I NEVER said all tasks should have the same size stack, which is a very wrong concept, the stack for a task should be tailored to the needs for that task.

I am puzzled a bit by your comments that things work ‘better’, with stack sizes things tend to either work or not, and if they don’t it is because your stack size was insufficient, and thus the clear solution is to either give more stack or reduce the stack usage of that task.

I do hope you have stack checking turned on and configASSERT defined to let you know of a failure.

As to a mutex, if they share a resource that needs exclusion, you need a mutex, if not then what you are thinking about? As for how that affect scheduling, if a task is waiting to take a mutex, it isn’t ready to run and thus won’t be scheduled.

One note, I generally find that most of my tasks at any given time are blocked on some signal waiting for work to do, so the round robin aspects aren’t that important.

I think we need to take a step back a bit in this thread in case we are missing the big picture. You are asking specific questions about stack sizes without saying why you think there is a problem with the stack size, and saying the pre-RTOS version worked better without saying by which measure. Perhaps if you could explain the problem you are seeing, we could then ask questions about your architecture, and may be able to spot something that is causing your issues.

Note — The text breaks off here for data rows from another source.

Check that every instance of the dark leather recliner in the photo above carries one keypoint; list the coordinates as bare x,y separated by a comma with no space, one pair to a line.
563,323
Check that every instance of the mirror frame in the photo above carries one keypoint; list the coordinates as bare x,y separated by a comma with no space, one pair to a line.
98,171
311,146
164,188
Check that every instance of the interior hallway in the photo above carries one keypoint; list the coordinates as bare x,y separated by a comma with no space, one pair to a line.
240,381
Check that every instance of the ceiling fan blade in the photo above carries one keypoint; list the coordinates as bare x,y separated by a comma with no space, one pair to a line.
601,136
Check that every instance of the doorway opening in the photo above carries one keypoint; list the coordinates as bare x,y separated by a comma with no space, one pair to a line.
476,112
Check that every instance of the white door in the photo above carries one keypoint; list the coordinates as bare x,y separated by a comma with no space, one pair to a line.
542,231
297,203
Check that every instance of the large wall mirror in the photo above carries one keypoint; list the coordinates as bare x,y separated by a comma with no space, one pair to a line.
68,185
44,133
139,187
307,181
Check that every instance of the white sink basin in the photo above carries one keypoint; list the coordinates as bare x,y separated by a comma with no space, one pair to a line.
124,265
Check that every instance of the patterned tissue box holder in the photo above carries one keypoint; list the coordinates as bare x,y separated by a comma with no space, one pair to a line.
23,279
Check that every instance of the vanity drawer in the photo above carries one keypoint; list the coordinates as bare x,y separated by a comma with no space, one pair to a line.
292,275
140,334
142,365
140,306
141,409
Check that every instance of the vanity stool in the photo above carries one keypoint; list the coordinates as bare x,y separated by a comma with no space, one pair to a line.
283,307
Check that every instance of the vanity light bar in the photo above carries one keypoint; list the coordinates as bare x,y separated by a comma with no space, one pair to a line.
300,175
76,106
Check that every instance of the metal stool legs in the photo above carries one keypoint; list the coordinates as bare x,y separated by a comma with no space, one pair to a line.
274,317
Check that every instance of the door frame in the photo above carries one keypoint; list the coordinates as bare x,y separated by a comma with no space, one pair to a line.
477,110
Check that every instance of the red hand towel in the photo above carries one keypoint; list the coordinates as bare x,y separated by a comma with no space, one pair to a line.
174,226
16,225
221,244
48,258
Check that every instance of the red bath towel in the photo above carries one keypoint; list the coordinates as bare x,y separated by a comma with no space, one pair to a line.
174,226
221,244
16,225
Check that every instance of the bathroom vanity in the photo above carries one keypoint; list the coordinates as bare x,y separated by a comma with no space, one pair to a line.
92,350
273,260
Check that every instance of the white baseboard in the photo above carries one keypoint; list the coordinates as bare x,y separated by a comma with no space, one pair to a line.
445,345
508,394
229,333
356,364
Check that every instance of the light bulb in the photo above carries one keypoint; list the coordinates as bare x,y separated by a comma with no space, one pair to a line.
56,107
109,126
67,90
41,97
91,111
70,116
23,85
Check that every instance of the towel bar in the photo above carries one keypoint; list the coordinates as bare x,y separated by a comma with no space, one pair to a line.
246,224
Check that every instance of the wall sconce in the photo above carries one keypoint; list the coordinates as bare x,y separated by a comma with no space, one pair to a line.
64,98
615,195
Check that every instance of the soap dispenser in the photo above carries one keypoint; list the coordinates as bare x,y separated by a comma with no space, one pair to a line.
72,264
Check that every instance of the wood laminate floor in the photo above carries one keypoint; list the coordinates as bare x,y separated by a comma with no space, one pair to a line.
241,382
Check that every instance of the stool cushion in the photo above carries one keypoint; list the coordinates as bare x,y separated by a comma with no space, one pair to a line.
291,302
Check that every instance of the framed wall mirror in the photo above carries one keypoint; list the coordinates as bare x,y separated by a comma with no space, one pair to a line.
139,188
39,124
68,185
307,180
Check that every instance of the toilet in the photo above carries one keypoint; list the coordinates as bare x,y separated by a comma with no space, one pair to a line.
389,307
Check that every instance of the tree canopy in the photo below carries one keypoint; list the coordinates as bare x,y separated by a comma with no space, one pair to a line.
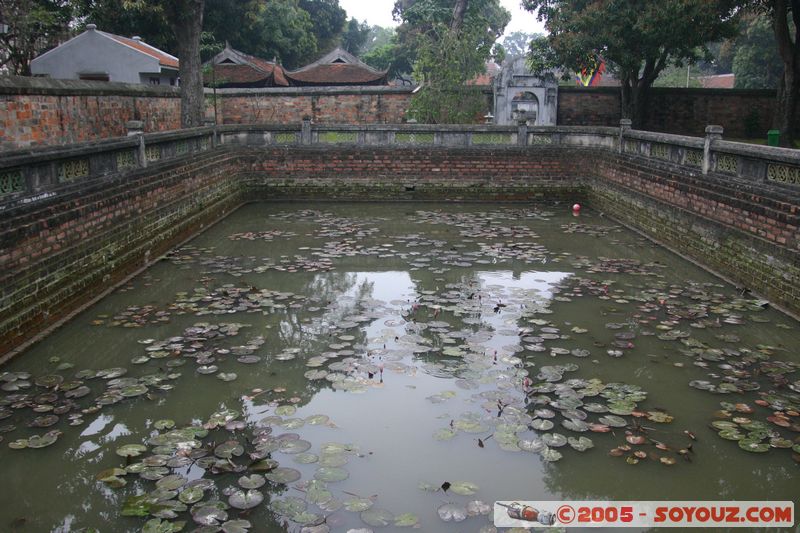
30,27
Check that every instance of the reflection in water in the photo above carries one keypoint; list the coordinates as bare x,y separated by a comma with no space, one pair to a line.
420,348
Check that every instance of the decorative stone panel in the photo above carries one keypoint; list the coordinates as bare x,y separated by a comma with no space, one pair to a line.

With firmware changes made to the version with RTOS, the error happens 1 in a 1000. The firmware without RTOS showed no errors in 5000 trials. The firmware version with RTOS gives an error within 50-500 trials, but this error is a firmware reset, different than the error that I am currently getting.

I don’t understand why increasing task stack size helped. I don’t have an IDE that shows me real time stack usage. Possibly the mail messages that gets sent between tasks.

As far as the error scenario:
Ticket moves as the thermal printhead prints each row of a barcode. The rotary motor moves the ticket. A timer for the rotary motor (500 us) generates PWM interrupt. An I2C interrupt goes off to communicate the PWM to the driver IC for the rotary motor. During the rotary motor PWM ISR, the printing begins. The printhead uses two timer interrupts to generate control signals for the printhead (these timers period varies). One row of the barcode gets printed.

When printing is finished, sensor timer starts (100 us). This will trigger an ADC ISR. When the entire barcode is printed, the handshaking interrupt goes off, processed in the external processor task.

During the error, at the end of the barcode being printed, the ticket overshoots all the way forward and the mechanism has lost control of the ticket which is now under an unexpected sensor and is unable to come back to print ready position.

First big question, have you enable the Stack Checking in FreeRTOS and enable configASSERT in a way that you CAN tell if you have hit an assert. If not, then you are really flying blind and there isn’t much we can help you with.

Second, with the sequencing you are describing, I trust that most of the work is actually being done in the ISRs, and you didn’t decide that just because you added FreeRTOS, that all the ISR need to just field the interrupt and pass the results to a task. Also, it does sound like not all your interrupts should have the same priority, some seem to be much more sensitive to time delays, and in fact some of them may want to be above the FreeRTOS interaction priority (like those timer interrupt that control the printhead).

You may want to add a background task that periodically polls FreeRTOS and checks the stack usage of your major task and either sends them to you or stores them where you can check with the debugger (I presume you have SOME debugger, even if it isn’t ‘FreeRTOS aware’).

The last time I tried enabling configASSERT, I found out I needed to upgrade the RTOS version. I did not do this. Yes, the firmware came with a lot of processing happening in the ISR. I tried offsetting this to a task and found out processing during PWM is so fast, RTOS delays are too much. I don’t have a working debugger. I video taped the error and try things based on how the mechanical components work together.